Office of Operations Freight Management and Operations

Urban Freight Case Studies - Washington, DC

Transportation Operations and Parking Plan

The District is home to the Washington Convention Center, a state-of-the-art facility that opened in 2003 in downtown Washington, DC, that opened in 2003. As described in the Transportation Operations and Parking Plan, the Center has a total floor area of approximately 2.3 million square feet, covering six city blocks on 17 acres, and is the largest building in Washington. Its size allows the simultaneous setup and breakdown of one convention while another one is being held. The Center can hold conventions on consecutive days, and thus produce steady transportation activity from week to week. Not surprisingly, the efficient management of truck activities such as loading, unloading, storage, and security, without negatively affecting neighboring streets, is critical to the successful operation of the Convention Center.

Truck Operations

The Center has 72 truck loading docks, space to park up to 36 trucks along internal lay-by lanes and ramps, and capacity to store approximately 70 trucks in exhibit halls when not in use. Nearly 180 trucks can be stored within the building.

The greatest truck activity, 100 to 140 trucks per day, occurs about 12 days per year. This level of truck activity can be accommodated within the Center by staging truck arrivals and departures throughout the day and utilizing the building's large storage capacity. The Convention Center also has an agreement with RFK Stadium to permit truck marshalling activities at the Stadium on an as-needed and pay-per-use basis. This allows for efficient management of truck traffic without negatively affecting surrounding streets.

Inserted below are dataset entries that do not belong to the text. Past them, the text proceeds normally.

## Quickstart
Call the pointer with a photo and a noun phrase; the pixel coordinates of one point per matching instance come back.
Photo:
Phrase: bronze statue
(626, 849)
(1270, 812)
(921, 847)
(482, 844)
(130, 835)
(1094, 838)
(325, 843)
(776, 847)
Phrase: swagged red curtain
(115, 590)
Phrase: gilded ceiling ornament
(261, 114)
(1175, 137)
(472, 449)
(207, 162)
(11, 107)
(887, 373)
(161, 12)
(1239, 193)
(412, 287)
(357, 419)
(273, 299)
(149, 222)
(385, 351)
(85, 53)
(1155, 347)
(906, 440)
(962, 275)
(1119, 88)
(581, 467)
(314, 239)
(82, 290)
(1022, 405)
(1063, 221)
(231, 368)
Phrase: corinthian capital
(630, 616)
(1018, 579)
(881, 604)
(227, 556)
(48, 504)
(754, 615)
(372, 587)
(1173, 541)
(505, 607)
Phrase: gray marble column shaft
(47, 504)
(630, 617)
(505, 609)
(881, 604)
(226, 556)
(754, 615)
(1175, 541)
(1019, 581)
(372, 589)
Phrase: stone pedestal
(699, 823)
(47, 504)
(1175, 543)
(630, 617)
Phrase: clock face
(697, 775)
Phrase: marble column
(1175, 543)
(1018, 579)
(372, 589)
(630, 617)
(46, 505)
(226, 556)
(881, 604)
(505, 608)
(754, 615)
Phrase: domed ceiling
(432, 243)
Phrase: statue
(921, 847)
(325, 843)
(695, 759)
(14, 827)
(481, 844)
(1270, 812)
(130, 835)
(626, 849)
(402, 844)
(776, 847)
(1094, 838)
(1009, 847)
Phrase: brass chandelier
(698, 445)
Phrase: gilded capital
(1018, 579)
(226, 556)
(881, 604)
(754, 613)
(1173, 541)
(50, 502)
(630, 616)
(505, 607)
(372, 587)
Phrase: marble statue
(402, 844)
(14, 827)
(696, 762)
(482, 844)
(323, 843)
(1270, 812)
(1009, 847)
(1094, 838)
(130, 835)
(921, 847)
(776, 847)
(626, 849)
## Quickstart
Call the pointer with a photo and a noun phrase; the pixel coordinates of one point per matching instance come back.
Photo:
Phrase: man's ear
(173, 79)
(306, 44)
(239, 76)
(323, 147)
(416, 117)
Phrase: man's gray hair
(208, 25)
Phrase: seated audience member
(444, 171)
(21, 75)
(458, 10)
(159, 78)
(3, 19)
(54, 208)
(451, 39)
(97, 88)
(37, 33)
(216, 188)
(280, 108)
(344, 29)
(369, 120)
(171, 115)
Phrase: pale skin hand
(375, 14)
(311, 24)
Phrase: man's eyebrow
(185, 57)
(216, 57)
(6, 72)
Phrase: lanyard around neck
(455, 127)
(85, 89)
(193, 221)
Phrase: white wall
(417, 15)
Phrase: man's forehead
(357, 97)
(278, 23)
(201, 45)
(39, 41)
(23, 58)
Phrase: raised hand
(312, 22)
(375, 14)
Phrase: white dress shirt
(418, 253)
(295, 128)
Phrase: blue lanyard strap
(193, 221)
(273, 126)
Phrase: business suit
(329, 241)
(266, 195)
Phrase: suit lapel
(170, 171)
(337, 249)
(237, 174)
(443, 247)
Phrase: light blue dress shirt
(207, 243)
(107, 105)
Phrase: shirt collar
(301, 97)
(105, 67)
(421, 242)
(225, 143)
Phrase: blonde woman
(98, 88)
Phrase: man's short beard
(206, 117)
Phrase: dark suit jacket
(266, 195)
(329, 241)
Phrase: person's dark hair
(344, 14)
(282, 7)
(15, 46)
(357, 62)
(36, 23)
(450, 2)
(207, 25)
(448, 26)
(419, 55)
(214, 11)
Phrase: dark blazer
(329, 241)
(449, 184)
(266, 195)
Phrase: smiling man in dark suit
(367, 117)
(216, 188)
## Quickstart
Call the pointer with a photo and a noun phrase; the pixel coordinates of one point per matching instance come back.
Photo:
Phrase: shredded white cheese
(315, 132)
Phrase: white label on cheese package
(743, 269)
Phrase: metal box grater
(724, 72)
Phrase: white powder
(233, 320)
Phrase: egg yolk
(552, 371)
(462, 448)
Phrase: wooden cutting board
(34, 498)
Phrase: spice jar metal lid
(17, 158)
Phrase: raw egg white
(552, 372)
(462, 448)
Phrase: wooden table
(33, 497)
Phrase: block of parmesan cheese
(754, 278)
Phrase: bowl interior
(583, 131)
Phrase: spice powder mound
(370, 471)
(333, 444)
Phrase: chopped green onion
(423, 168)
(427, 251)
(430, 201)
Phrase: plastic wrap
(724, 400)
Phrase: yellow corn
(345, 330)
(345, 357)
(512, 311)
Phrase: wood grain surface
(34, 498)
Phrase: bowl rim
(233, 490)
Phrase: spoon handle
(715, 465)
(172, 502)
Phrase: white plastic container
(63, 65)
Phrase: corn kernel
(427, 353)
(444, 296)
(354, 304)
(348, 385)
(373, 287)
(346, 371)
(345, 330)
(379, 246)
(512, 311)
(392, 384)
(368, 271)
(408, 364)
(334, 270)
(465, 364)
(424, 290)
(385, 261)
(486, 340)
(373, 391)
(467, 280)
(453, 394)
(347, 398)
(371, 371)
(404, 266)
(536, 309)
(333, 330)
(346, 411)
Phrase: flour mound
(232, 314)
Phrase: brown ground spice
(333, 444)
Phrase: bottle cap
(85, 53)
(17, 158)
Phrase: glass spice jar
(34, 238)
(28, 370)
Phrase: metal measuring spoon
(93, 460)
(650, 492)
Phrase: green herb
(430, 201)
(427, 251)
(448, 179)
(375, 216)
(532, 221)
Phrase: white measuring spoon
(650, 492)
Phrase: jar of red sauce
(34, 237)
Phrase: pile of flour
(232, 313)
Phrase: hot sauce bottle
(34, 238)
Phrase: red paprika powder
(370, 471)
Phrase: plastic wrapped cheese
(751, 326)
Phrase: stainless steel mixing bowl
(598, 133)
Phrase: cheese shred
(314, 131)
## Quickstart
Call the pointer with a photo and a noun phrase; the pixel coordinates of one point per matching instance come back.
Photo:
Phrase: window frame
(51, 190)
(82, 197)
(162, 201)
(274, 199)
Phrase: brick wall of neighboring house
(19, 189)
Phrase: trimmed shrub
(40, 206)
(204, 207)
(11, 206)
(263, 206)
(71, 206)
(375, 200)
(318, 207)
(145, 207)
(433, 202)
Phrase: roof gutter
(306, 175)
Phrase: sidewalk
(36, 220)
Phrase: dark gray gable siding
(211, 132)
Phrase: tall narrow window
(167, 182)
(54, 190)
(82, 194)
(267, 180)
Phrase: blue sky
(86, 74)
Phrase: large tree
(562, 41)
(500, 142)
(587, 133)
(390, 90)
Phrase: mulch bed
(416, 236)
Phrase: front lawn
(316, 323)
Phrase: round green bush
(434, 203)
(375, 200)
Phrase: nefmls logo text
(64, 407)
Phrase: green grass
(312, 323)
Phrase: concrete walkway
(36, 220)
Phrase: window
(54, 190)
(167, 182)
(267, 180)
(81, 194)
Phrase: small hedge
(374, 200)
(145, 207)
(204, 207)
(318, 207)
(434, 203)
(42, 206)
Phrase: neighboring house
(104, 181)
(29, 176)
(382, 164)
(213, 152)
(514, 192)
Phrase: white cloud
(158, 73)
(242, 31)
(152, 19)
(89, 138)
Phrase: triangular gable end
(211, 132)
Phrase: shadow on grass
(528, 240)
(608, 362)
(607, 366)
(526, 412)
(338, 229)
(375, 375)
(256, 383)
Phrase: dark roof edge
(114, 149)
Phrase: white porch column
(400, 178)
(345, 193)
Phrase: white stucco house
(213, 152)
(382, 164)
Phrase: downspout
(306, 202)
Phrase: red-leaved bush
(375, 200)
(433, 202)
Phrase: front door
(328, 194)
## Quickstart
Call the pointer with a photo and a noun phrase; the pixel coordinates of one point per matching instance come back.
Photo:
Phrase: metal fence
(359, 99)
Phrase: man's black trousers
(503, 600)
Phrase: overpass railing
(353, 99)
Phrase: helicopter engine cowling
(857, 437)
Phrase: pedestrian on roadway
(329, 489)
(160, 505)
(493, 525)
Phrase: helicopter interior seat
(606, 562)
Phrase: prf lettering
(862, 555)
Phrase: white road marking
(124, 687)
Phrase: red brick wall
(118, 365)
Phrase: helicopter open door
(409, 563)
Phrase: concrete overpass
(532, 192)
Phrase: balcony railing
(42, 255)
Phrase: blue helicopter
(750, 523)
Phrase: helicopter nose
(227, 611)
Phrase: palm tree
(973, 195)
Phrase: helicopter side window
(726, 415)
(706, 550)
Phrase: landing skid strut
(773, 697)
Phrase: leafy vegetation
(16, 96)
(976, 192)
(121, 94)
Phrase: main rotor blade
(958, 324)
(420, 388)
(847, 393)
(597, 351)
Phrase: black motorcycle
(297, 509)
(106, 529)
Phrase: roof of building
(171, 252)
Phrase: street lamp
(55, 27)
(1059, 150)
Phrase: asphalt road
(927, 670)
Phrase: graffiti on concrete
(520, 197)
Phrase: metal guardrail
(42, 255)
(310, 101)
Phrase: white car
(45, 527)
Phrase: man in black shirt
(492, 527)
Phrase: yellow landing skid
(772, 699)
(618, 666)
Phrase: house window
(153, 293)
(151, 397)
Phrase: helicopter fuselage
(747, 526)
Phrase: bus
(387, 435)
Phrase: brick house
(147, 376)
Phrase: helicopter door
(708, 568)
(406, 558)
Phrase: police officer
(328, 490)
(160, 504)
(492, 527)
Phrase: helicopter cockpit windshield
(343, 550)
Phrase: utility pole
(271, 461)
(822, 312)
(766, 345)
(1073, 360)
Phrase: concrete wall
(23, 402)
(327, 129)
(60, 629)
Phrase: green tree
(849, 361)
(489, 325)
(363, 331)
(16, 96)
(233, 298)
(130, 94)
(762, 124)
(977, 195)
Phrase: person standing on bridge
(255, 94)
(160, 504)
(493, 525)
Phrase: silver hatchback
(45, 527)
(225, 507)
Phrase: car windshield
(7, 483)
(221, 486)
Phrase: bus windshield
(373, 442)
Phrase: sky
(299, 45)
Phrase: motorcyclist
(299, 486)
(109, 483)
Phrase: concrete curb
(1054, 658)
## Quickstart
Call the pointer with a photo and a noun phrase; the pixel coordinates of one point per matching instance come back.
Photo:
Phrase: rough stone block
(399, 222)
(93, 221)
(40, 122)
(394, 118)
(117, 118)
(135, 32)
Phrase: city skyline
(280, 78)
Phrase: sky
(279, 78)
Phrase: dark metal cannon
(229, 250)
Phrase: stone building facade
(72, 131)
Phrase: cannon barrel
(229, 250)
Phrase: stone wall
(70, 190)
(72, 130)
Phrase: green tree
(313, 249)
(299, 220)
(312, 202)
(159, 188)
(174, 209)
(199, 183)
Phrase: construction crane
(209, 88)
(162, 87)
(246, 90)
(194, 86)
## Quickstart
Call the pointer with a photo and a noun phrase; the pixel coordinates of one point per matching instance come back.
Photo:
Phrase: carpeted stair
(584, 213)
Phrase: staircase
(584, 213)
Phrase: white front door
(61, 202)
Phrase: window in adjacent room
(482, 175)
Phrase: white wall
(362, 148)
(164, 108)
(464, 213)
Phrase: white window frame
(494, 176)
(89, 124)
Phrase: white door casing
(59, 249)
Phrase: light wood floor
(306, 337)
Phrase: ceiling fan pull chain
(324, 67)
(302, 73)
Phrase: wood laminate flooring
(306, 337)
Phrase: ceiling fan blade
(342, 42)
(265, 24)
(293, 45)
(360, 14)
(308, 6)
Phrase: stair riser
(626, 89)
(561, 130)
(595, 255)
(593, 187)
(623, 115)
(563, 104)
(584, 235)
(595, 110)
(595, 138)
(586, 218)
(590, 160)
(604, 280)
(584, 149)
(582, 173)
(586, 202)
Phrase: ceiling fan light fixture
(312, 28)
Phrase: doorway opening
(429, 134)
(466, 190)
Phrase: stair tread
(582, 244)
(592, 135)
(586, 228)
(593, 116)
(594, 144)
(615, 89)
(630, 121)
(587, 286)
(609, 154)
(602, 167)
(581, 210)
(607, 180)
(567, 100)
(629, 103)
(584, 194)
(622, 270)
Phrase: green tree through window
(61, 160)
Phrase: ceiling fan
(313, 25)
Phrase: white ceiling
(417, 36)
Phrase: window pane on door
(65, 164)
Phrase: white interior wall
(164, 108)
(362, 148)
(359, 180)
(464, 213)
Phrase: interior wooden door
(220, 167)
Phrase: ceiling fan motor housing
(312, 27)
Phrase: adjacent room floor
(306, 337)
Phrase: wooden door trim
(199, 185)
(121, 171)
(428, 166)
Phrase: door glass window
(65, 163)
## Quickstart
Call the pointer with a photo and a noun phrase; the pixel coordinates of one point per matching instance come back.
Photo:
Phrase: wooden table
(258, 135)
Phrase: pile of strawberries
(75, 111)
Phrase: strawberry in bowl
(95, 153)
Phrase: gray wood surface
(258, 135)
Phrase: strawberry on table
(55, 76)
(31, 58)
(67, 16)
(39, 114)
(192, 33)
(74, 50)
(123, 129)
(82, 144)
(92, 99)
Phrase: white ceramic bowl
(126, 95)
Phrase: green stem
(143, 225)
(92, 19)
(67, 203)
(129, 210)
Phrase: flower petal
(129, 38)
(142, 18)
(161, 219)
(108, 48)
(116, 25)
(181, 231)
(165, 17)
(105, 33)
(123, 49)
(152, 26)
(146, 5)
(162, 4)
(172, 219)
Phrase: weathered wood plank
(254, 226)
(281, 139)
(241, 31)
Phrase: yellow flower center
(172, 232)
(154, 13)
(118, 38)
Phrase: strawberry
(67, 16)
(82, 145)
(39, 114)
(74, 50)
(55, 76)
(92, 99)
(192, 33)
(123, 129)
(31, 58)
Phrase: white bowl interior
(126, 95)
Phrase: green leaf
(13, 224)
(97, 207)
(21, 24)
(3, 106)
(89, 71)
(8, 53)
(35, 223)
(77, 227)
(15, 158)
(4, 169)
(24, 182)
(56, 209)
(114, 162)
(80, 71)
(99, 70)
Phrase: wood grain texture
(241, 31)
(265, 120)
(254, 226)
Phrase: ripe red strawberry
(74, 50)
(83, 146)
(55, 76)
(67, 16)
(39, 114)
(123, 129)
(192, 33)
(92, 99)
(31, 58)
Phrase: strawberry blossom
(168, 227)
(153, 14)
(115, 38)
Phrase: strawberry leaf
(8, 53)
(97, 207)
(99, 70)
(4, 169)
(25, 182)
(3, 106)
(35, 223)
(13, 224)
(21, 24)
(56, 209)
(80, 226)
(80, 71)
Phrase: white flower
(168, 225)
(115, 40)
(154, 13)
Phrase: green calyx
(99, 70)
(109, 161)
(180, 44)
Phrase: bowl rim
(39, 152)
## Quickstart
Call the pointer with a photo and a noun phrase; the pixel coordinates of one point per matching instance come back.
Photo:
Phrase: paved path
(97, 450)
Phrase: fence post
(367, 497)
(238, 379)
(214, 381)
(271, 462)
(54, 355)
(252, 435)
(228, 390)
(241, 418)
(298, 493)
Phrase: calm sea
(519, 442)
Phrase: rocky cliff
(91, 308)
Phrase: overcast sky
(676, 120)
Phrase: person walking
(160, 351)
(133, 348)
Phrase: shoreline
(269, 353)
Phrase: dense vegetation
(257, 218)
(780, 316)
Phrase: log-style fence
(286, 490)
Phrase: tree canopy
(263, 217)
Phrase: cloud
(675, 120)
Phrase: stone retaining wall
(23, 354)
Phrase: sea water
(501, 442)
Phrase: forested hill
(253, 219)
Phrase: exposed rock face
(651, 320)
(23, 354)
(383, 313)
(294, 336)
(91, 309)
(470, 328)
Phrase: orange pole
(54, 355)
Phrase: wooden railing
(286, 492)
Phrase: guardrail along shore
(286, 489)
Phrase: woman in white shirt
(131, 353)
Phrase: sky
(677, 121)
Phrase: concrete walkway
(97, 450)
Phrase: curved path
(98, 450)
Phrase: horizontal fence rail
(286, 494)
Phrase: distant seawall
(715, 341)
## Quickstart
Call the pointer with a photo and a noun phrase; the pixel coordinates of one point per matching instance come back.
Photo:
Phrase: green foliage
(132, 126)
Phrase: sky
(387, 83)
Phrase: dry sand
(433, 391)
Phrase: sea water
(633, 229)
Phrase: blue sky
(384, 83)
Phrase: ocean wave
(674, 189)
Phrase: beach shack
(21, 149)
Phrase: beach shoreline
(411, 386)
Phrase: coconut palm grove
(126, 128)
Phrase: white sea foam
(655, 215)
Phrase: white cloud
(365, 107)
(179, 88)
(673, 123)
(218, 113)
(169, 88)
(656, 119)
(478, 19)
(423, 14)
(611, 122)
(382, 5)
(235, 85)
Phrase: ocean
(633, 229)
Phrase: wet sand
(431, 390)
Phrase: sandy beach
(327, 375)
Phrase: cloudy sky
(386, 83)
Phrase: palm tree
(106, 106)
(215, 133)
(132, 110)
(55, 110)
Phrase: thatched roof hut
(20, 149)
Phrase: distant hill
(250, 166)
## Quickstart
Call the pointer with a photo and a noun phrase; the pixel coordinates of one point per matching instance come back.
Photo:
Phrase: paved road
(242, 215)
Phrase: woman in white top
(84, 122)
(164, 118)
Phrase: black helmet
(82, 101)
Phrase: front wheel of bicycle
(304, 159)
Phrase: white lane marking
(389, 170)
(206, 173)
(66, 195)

Truck operations in and around the Convention Center typically are expected to occur between the hours of 7:00 a.m. and 8:00 p.m. on weekdays and are restricted to specific routes to prevent truck traffic in nearby residential neighborhoods (Figure 2). In addition, trucks are not permitted to park on surrounding streets, and all truck activity is expected to occur in the truck loading and unloading areas within the Convention Center itself. The Convention Center Transportation Manager provides this information to all contractors before an event.

Convention Center public safety personnel enforce truck restrictions on surrounding streets and they monitor truck activity near the Center and report any restricted truck activity to the Metropolitan Police Department.

Figure 2: Truck Circulation Plan and Prohibited Streets

Figure 2 illustrates the specific routes trucks operating in an around the Washington Convention Center are required to used. The map illustrates the following inbound route: L Street to 9th Street,9th Street to M Street, and enter the facility from M Street.  The outbound truck route is M Street to 9th Street and 9th Street to either Mount Vernon Place or Massachusetts Avenue.   The figure also illustrates the streets that trucks are prohibited from using. The restricted streets are 6th Street, between L Street and M Street, and M Street between 6th Street and 10th Street.

Source: Washington Convention Center Authority, Washington Convention Center Transportation Operations and Parking Plan (Washington, DC: 2004), figure 8.1.


The WCCA Advisory Committee, whose members are appointed by the Mayor's Office, serves as a forum for sharing information on Center activities and discussing issues related to the needs of the neighboring community, parking, and transportation. Meetings typically are held once a month.